0
$\begingroup$

Take the joint probability of a complex algebraic expression consisting of a sequence of $n$ variables $P(x_i, x_2, \dots, x_n)$. My goal is to calculate the product of the probabilities of all possible subsequences of these $n$ variables.

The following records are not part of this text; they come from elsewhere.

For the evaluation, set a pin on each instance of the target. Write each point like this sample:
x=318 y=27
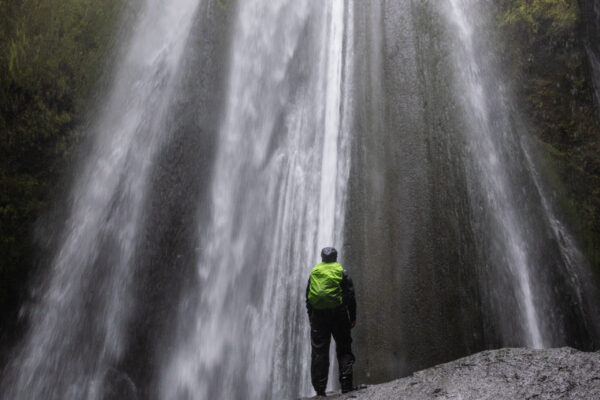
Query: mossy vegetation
x=546 y=60
x=51 y=55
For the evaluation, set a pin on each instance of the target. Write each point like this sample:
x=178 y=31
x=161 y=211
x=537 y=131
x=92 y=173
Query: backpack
x=325 y=286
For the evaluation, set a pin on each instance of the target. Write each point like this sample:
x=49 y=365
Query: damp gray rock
x=508 y=374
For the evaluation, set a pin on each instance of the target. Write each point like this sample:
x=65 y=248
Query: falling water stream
x=239 y=138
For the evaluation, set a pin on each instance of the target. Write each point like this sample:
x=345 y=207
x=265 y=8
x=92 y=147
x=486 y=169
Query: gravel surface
x=510 y=374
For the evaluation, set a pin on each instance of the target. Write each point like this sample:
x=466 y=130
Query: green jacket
x=329 y=286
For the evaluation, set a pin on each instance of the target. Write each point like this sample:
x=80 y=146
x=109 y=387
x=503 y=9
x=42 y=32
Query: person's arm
x=308 y=306
x=348 y=297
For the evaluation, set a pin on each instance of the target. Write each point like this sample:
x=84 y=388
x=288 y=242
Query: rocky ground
x=512 y=374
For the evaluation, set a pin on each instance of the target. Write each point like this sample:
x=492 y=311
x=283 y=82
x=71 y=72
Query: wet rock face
x=562 y=373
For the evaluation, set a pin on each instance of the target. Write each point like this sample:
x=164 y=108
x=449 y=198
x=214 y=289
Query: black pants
x=324 y=324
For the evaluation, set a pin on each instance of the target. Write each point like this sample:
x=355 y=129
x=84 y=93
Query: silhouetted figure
x=332 y=312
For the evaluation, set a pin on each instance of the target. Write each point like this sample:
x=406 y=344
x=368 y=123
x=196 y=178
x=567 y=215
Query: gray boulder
x=511 y=374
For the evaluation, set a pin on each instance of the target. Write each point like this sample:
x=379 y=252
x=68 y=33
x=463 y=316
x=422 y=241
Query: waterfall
x=79 y=325
x=488 y=169
x=512 y=211
x=276 y=198
x=237 y=139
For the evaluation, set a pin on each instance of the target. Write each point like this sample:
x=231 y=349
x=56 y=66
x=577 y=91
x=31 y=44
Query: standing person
x=331 y=312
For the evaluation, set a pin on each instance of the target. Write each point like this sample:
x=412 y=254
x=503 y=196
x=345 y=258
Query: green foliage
x=51 y=55
x=545 y=56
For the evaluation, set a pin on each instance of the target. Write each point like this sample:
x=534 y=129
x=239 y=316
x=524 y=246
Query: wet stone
x=504 y=374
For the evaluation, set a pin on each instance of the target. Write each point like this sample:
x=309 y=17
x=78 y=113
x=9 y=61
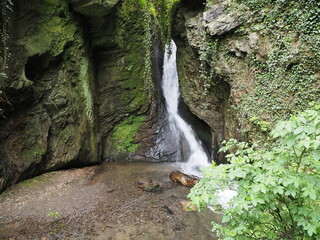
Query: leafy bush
x=278 y=184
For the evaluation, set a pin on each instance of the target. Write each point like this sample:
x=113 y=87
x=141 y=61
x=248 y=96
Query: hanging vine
x=6 y=7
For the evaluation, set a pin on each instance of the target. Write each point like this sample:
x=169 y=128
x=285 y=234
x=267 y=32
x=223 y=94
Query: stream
x=105 y=202
x=102 y=202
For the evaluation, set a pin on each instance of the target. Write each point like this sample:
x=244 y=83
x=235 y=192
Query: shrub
x=278 y=184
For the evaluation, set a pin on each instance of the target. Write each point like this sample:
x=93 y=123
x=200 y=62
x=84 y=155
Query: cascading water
x=197 y=158
x=179 y=127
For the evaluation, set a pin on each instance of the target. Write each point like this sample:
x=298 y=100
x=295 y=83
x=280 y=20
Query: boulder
x=184 y=179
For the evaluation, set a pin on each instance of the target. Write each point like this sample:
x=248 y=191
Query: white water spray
x=170 y=87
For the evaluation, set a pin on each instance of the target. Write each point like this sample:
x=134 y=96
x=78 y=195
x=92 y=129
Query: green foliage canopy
x=278 y=184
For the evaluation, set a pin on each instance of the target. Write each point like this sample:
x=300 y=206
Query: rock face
x=95 y=8
x=236 y=70
x=51 y=121
x=81 y=87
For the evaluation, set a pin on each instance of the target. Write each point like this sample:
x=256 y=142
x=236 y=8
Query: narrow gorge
x=88 y=86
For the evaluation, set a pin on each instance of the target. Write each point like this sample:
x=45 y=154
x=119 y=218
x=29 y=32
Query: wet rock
x=186 y=206
x=167 y=210
x=150 y=186
x=93 y=8
x=223 y=24
x=184 y=179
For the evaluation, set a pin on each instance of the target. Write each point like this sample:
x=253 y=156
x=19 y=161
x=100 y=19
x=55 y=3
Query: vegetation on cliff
x=278 y=185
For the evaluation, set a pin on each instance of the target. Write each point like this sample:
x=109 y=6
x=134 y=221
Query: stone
x=186 y=206
x=93 y=8
x=184 y=179
x=150 y=186
x=223 y=24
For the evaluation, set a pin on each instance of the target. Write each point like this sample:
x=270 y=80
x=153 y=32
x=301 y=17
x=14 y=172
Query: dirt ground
x=104 y=203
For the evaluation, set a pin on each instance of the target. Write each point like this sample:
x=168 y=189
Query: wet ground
x=102 y=202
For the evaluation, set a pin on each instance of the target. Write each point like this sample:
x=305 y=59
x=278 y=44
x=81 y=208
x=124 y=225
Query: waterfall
x=180 y=128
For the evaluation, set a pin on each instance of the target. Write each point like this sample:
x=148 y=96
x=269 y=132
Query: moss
x=36 y=181
x=87 y=91
x=125 y=132
x=53 y=31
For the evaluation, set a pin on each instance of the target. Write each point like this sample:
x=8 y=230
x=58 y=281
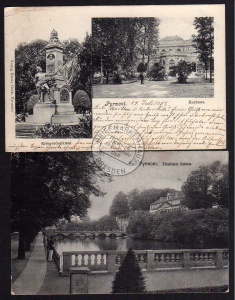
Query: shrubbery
x=81 y=130
x=204 y=225
x=129 y=278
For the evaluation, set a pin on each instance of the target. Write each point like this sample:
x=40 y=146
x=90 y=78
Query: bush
x=141 y=67
x=81 y=101
x=207 y=289
x=33 y=100
x=129 y=278
x=81 y=130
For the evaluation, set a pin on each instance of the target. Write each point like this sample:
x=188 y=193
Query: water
x=98 y=244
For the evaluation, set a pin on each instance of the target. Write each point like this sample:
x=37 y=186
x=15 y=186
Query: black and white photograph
x=163 y=228
x=169 y=57
x=53 y=78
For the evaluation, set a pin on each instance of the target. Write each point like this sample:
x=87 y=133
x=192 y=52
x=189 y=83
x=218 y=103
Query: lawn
x=156 y=89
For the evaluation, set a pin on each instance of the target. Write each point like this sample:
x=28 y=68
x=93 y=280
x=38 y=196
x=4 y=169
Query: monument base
x=54 y=114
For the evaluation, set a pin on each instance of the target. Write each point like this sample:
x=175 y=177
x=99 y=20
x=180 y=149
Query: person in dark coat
x=50 y=248
x=141 y=78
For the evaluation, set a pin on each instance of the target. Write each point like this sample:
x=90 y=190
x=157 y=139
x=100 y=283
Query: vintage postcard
x=154 y=71
x=160 y=228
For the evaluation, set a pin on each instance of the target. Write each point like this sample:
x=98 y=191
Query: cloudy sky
x=29 y=24
x=146 y=177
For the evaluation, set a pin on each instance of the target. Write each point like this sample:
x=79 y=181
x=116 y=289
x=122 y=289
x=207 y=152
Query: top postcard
x=104 y=79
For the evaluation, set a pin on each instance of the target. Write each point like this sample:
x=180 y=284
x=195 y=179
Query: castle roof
x=171 y=40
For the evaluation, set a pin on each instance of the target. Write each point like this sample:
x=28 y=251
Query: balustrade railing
x=149 y=260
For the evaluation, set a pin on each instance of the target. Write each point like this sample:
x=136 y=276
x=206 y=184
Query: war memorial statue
x=54 y=87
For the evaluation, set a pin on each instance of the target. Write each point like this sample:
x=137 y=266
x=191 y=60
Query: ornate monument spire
x=54 y=40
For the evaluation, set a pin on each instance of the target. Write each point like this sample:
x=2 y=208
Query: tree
x=204 y=41
x=81 y=101
x=120 y=205
x=140 y=224
x=141 y=67
x=33 y=100
x=118 y=43
x=146 y=197
x=129 y=278
x=27 y=58
x=206 y=186
x=196 y=189
x=107 y=223
x=46 y=187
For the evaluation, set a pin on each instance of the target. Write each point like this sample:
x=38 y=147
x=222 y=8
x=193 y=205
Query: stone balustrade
x=149 y=260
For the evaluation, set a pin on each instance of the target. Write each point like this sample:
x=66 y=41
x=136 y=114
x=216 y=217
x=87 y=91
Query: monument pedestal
x=62 y=112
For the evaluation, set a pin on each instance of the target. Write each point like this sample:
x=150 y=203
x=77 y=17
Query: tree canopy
x=129 y=278
x=46 y=187
x=204 y=41
x=119 y=43
x=206 y=186
x=120 y=205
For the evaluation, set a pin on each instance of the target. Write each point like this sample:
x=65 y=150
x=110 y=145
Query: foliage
x=119 y=205
x=140 y=224
x=46 y=187
x=206 y=289
x=82 y=130
x=141 y=67
x=27 y=58
x=203 y=42
x=81 y=101
x=129 y=278
x=142 y=200
x=34 y=99
x=210 y=226
x=117 y=43
x=104 y=223
x=206 y=186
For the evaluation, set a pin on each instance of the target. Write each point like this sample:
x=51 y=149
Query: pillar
x=79 y=280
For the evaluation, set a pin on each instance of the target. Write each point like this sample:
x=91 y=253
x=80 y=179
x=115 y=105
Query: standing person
x=141 y=78
x=50 y=248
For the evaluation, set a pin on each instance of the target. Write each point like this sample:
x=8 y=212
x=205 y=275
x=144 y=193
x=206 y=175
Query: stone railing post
x=67 y=263
x=186 y=264
x=219 y=259
x=79 y=280
x=150 y=261
x=111 y=262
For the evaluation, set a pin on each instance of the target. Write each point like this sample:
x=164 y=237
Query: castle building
x=172 y=202
x=172 y=49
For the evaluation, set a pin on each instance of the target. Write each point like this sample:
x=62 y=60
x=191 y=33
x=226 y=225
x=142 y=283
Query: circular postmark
x=118 y=149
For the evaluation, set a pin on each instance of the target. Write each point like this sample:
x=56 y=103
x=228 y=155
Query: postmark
x=118 y=149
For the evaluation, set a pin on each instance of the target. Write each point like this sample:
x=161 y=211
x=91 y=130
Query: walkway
x=162 y=280
x=42 y=278
x=32 y=277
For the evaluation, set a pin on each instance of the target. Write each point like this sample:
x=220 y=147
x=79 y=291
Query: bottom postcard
x=157 y=228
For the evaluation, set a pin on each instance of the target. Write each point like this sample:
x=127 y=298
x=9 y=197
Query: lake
x=120 y=244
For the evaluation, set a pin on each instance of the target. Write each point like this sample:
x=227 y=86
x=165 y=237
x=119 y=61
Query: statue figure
x=42 y=83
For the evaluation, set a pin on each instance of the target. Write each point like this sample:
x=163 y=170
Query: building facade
x=172 y=202
x=172 y=49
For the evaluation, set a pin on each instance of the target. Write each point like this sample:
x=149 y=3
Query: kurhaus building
x=172 y=202
x=172 y=49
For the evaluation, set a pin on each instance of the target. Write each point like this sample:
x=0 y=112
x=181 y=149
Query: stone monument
x=55 y=105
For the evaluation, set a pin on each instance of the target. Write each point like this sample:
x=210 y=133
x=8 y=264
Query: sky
x=37 y=23
x=159 y=177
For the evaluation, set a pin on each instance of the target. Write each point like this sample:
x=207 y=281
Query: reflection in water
x=98 y=244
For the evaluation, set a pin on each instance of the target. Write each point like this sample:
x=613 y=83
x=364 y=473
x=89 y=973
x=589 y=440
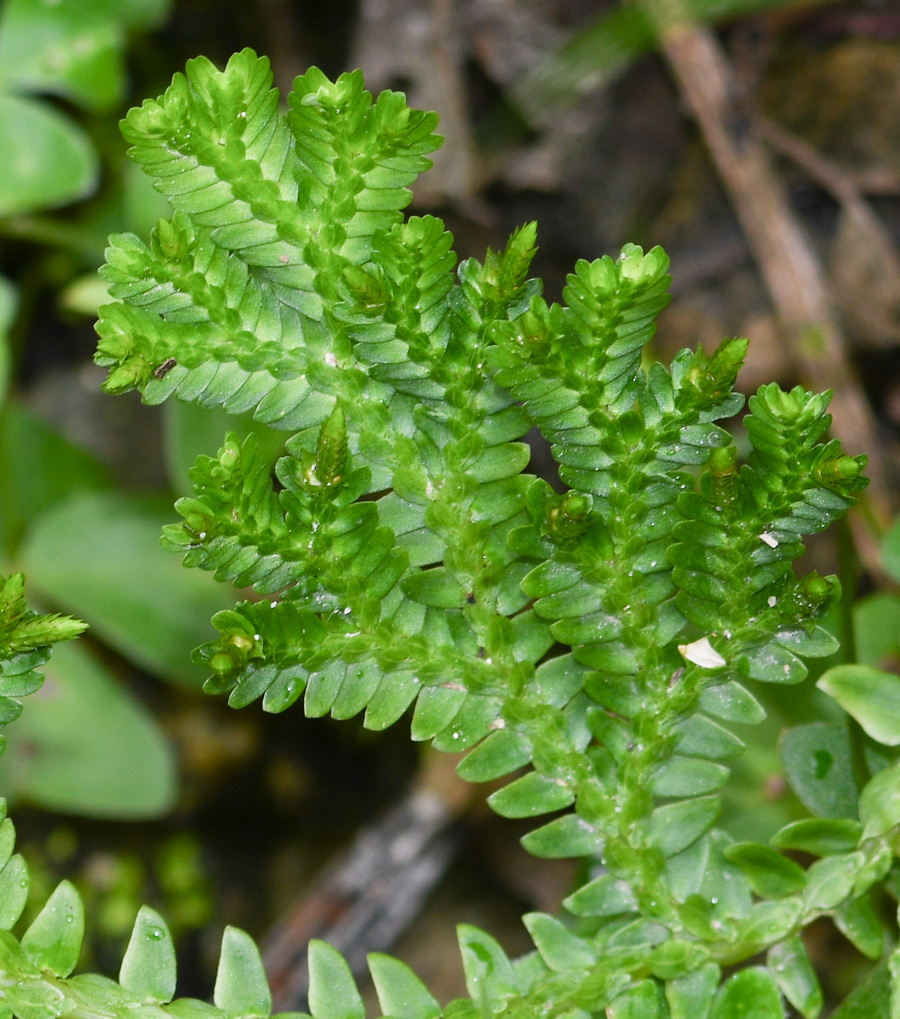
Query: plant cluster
x=594 y=643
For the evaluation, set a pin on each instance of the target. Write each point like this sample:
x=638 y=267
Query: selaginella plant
x=594 y=645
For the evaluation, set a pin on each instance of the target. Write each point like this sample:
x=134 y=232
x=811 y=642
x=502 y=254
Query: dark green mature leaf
x=401 y=993
x=880 y=803
x=751 y=994
x=38 y=469
x=54 y=939
x=148 y=968
x=489 y=975
x=399 y=555
x=789 y=964
x=771 y=874
x=85 y=553
x=71 y=48
x=817 y=761
x=674 y=826
x=822 y=837
x=871 y=696
x=241 y=980
x=50 y=160
x=691 y=997
x=870 y=998
x=860 y=924
x=128 y=773
x=559 y=947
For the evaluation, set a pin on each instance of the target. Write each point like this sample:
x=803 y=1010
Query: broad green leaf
x=723 y=883
x=54 y=939
x=817 y=761
x=732 y=702
x=700 y=737
x=819 y=836
x=860 y=924
x=490 y=978
x=38 y=469
x=7 y=838
x=436 y=587
x=13 y=891
x=8 y=306
x=36 y=999
x=880 y=803
x=830 y=880
x=871 y=998
x=531 y=796
x=88 y=551
x=690 y=997
x=870 y=696
x=59 y=758
x=676 y=958
x=48 y=159
x=771 y=874
x=674 y=826
x=793 y=972
x=604 y=896
x=71 y=47
x=567 y=836
x=501 y=752
x=774 y=663
x=750 y=994
x=148 y=968
x=639 y=1002
x=400 y=991
x=241 y=980
x=332 y=993
x=891 y=550
x=559 y=947
x=688 y=776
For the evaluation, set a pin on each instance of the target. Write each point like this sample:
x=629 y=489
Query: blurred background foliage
x=561 y=110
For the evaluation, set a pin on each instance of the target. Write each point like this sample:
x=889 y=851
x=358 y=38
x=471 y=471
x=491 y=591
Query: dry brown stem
x=789 y=266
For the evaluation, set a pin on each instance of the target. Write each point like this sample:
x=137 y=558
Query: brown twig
x=792 y=272
x=373 y=891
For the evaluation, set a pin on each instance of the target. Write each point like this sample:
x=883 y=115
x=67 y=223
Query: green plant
x=593 y=642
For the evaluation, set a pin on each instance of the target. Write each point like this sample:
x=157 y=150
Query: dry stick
x=792 y=273
x=371 y=893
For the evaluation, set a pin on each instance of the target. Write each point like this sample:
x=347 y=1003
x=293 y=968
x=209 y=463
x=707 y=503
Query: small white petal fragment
x=701 y=653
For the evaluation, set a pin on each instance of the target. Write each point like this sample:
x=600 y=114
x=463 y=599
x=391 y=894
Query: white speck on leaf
x=701 y=653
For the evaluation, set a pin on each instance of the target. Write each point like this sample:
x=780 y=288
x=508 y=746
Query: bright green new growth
x=597 y=638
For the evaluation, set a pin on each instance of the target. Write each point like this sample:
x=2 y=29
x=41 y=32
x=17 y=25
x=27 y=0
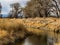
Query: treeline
x=35 y=8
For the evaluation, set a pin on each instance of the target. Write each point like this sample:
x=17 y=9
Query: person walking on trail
x=0 y=8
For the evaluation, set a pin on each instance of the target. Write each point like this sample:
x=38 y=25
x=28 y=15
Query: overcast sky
x=6 y=4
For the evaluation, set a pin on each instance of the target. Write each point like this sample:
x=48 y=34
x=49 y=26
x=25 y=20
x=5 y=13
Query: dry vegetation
x=11 y=29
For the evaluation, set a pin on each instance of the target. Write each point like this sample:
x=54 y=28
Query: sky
x=6 y=4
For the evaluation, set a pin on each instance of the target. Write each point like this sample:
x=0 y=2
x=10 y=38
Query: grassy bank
x=11 y=29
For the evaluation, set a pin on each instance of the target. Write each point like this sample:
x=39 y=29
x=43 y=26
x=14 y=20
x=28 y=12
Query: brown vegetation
x=11 y=29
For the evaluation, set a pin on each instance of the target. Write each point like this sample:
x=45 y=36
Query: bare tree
x=15 y=7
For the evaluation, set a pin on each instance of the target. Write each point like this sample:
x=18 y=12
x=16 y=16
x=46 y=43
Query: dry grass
x=10 y=29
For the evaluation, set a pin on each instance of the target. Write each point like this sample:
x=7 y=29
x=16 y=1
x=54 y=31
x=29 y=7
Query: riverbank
x=12 y=29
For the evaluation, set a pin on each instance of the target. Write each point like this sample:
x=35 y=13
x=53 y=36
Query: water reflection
x=50 y=39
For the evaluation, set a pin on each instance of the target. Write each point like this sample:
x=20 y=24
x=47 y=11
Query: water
x=50 y=39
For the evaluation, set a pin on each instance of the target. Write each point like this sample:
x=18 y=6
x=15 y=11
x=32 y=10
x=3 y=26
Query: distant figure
x=0 y=7
x=0 y=10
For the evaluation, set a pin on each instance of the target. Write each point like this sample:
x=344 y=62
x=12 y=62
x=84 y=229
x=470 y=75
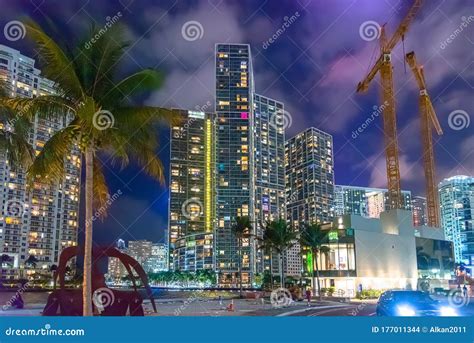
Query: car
x=410 y=304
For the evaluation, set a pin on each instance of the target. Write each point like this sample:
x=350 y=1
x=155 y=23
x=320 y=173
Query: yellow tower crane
x=384 y=66
x=428 y=120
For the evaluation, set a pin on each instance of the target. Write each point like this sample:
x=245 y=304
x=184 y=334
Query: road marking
x=330 y=310
x=308 y=309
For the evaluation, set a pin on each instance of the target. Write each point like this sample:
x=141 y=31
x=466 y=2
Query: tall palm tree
x=313 y=238
x=103 y=118
x=282 y=237
x=241 y=229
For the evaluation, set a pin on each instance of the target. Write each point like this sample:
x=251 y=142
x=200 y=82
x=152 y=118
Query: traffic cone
x=230 y=307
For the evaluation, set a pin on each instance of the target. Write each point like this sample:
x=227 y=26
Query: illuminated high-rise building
x=456 y=196
x=235 y=179
x=269 y=157
x=310 y=177
x=309 y=185
x=37 y=223
x=192 y=192
x=367 y=202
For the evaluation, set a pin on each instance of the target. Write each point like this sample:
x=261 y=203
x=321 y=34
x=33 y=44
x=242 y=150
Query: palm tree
x=14 y=132
x=313 y=238
x=282 y=237
x=102 y=118
x=241 y=229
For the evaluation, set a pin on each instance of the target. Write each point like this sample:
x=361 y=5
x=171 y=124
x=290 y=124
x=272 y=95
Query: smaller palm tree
x=281 y=237
x=313 y=237
x=241 y=229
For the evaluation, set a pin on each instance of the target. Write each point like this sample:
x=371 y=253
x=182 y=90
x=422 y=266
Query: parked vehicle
x=410 y=304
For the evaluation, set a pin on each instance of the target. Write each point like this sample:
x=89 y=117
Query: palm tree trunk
x=239 y=242
x=317 y=274
x=282 y=272
x=87 y=277
x=271 y=270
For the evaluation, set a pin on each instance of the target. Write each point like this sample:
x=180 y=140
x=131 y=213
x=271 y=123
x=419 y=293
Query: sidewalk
x=197 y=307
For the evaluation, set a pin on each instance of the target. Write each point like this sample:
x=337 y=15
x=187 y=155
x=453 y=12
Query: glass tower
x=310 y=177
x=365 y=201
x=42 y=220
x=235 y=159
x=456 y=196
x=192 y=193
x=269 y=160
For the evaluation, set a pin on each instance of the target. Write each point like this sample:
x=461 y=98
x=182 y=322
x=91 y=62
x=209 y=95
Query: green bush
x=369 y=294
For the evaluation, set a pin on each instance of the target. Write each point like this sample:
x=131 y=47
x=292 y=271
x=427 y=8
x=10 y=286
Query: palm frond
x=100 y=189
x=143 y=81
x=49 y=107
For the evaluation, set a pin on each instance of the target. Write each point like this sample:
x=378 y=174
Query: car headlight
x=447 y=311
x=406 y=311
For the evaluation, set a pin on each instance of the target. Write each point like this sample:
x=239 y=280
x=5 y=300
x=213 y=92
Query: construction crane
x=428 y=120
x=384 y=66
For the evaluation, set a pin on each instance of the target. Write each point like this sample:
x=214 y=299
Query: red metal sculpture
x=106 y=301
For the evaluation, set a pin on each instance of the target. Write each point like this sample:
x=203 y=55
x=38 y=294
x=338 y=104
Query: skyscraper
x=269 y=160
x=365 y=201
x=158 y=259
x=419 y=210
x=192 y=193
x=42 y=220
x=456 y=196
x=310 y=177
x=234 y=158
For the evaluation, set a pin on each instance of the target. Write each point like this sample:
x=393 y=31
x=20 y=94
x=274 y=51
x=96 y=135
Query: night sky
x=313 y=67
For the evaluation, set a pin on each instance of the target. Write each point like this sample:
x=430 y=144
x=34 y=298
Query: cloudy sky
x=313 y=66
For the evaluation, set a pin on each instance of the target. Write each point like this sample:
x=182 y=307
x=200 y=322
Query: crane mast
x=383 y=65
x=428 y=120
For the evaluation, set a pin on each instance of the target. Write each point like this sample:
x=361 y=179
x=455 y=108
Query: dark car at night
x=410 y=304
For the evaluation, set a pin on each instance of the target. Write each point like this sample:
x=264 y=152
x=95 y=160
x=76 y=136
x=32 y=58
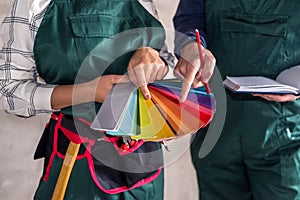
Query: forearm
x=68 y=95
x=189 y=16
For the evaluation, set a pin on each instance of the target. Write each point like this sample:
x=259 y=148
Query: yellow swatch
x=153 y=126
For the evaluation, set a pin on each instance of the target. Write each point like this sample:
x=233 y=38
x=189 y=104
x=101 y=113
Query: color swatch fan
x=125 y=111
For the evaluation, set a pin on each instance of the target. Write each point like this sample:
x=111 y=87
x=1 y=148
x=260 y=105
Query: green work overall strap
x=257 y=155
x=79 y=40
x=254 y=38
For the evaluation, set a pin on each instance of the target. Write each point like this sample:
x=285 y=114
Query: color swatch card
x=125 y=112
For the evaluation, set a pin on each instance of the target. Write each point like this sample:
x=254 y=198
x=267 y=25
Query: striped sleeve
x=21 y=91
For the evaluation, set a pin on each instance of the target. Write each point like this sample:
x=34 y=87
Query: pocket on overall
x=99 y=161
x=114 y=172
x=255 y=40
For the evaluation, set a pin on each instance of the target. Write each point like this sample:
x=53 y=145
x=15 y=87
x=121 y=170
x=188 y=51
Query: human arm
x=22 y=92
x=189 y=16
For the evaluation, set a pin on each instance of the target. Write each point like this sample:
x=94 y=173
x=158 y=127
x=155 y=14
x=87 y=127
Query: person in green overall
x=258 y=153
x=81 y=49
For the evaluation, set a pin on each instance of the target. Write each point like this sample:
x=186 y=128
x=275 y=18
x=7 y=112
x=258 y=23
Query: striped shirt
x=23 y=92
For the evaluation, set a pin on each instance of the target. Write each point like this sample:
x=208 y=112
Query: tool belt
x=113 y=169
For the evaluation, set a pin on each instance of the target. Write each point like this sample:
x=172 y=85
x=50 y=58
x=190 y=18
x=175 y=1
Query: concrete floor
x=19 y=173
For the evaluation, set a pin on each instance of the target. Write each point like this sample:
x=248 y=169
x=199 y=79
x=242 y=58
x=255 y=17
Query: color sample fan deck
x=125 y=112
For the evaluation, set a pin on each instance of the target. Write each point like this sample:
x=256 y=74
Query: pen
x=201 y=57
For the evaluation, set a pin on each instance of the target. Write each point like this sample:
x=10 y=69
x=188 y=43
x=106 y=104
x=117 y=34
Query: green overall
x=258 y=153
x=69 y=32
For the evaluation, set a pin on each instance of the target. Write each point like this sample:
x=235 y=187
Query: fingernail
x=205 y=80
x=147 y=96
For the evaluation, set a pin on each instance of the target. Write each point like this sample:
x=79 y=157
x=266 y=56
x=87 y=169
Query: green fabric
x=69 y=31
x=81 y=186
x=255 y=157
x=75 y=28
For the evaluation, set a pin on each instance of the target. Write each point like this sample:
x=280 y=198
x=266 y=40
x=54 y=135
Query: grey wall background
x=19 y=173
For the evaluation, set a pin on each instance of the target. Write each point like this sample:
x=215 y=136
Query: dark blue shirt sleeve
x=190 y=15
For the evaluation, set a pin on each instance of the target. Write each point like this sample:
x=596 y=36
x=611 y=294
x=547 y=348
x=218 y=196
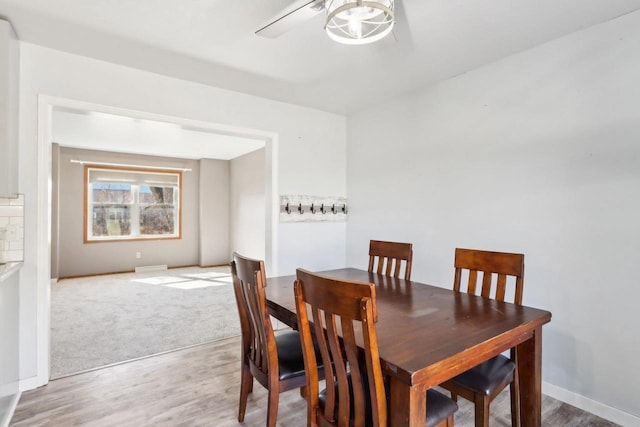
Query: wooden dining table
x=428 y=334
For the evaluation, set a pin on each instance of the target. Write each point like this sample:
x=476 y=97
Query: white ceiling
x=213 y=42
x=110 y=132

For example, take the sequence $S = x_1, x_2, x_3, x_4$, which occurs with the joint probability $P_S = P(x_1, x_2, x_3, x_4)$. The set of probabilities of all possible order-preserving subsequences of $S$ is as follows:

slider size = 1: $P(x_1)$, $P(x_2)$, $P(x_3)$, $P(x_4)$

slider size = 2: $P(x_1, x_2)$, $P(x_2, x_3)$, $P(x_3, x_4)$

slider size = 3: $P(x_1, x_2, x_3)$, $P(x_2, x_3, x_4)$

The slider can be thought of as a unit of a certain size sliding through the sequence and "cutting out" subsequences of that size until it slides all the way to the end. In general, we can say that if we have a sequence of $n$ elements, the set of all its order-preserving subsequences will have the following properties:

  • there will be $n-1$ slider sizes
  • the smallest slider size will have $n$ subsequences
  • the largest slider size will have $n-(n-2) = 2$ subsequences

As I mentioned earlier my goal is to calculate the product of all these probabilities. In the above example the product would be:

$P(x_1)$ $P(x_2)$ $P(x_3)$ $P(x_4)$ $P(x_1, x_2)$ $P(x_2, x_3)$ $P(x_3, x_4)$ $P(x_1, x_2, x_3)$ $P(x_2, x_3, x_4)$

Put into a matrix-like format where the vertical axis is the grain size and the horizontal axis is the slider i.e. the specific subsequence within the larger sequence at a given grain size, we would get the following representation:

$P(x_1)$ $P(x_2)$ $P(x_3)$ $P(x_4)$

$P(x_1, x_2)$ $P(x_2, x_3)$ $P(x_3, x_4)$

$P(x_1, x_2, x_3)$ $P(x_2, x_3, x_4)$

I am trying to come up with a succinct formal generalization of this example for sequences of length $n$. The best solution I could come up with so far is the rather illegible expression below, which - it has been suggested to me - can be simplified to the form $\prod\prod P(x)$, but I don't know how.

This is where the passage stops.